Agroforestry systems (AFS) have several beneficial effects. They limit erosion, improve microclimate, foster carbon sequestration, and also improve biodiversity and landscape aesthetics. We also consider AFS as a means to make landscapes more attractive, for example for agrotourism.

At the same time, we are aware of the dangers and imperfections of using AFS on larger scales to fulfil the full range of their functions. Such risks include the fragmentation of land ownership, long-term land rentals, and the lack of quality nursery stock of broadleaved trees for the production of valuable wood.

However, through appropriate social education it is possible to overcome these difficulties with land owners and thereby with farmers as well. The lack of nursery stock is a challenge for foresters, who could utilize AFS as a new market opportunity and grow the required stock in a relatively short time.

Because AFS can be used on larger scales, we are convinced that they are a beneficial option for the management of agricultural landscapes with minimal losses in agricultural production. Current agriculture is dominated by the industrial character of agricultural production. Therefore we think that AFS can offer a solution to join the ecological, economic and cultural aspects of management in all agricultural land size categories.

AFS are management methods that combine tree cultivation with one or more forms of agricultural production (agricultural crop production and/or animal husbandry).
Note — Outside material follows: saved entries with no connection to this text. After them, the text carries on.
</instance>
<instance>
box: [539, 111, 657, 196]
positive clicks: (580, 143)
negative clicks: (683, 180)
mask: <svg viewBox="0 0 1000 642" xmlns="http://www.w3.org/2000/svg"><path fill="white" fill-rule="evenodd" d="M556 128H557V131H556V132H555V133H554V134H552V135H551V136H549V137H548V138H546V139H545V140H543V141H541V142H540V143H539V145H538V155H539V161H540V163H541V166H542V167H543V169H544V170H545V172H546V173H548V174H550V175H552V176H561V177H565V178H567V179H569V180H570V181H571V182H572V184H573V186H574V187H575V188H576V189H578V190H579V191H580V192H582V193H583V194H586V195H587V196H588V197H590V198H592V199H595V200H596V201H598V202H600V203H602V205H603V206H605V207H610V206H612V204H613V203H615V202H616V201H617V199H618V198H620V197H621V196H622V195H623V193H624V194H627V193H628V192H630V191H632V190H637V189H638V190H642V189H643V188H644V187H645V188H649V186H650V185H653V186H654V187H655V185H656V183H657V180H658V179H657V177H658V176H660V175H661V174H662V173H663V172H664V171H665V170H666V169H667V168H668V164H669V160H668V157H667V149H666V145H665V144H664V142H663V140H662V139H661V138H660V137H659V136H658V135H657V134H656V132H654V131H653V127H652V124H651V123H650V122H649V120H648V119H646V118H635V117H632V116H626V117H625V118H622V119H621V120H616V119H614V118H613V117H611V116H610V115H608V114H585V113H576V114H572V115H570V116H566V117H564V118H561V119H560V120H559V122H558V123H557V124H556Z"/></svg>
At present two main forms of AFS can be differentiated: tree cultivation on fields (tree lines) and the spatially random cultivation of trees on pastures. It will be necessary to introduce AFS as a new cultivation form in the public land register LPIS. This is the only way for AFS to be a relevant and controllable system implemented on the same level as ecological agriculture. At the same time, this will allow AFS to use financial means as an agri-environmental-climatic measure.

So far there were neither political will nor any interest from the farmers themselves to use management forms that would improve the landscape. Although with some delay, the previous government accepted the Program for the adaptation to climate change in the conditions of the Czech Republic as well as the corresponding Action plan for adaptation mechanisms to climate change. It is now up to the individual governmental departments to implement this plan and to overcome their usual individualism in the way they approach the landscape, which is their common interest. AFS offer ideal tools for Czech agriculture to fulfil the State agricultural policy, within which the Czech Republic pledged to offer as much as 40% of the financial means for climate change mitigation efforts from the budget of the Ministry of Agriculture. Under the auspices of the Ministry of the Environment and the Ministry of

Agriculture, a conference took place today in an academic institution. This clearly shows that there is now a significant effort to promote the adaption of Czech landscapes to climate change and to achieve commitment to the European Landscape Convention. We need to use all possible methods systematically and in a complex manner to deal with the state of Czech landscapes. There is no single solution.

If we manage to introduce AFS to Czech agriculture, our agricultural landscapes will be more diverse, more aesthetic and mainly more sustainable. We expect that in the near future AFS will become one of the main methods through which landscapes will adapt to climate change. AFS will improve landscapes also as regards soil protection, biodiversity as well as production and economic risk mitigation.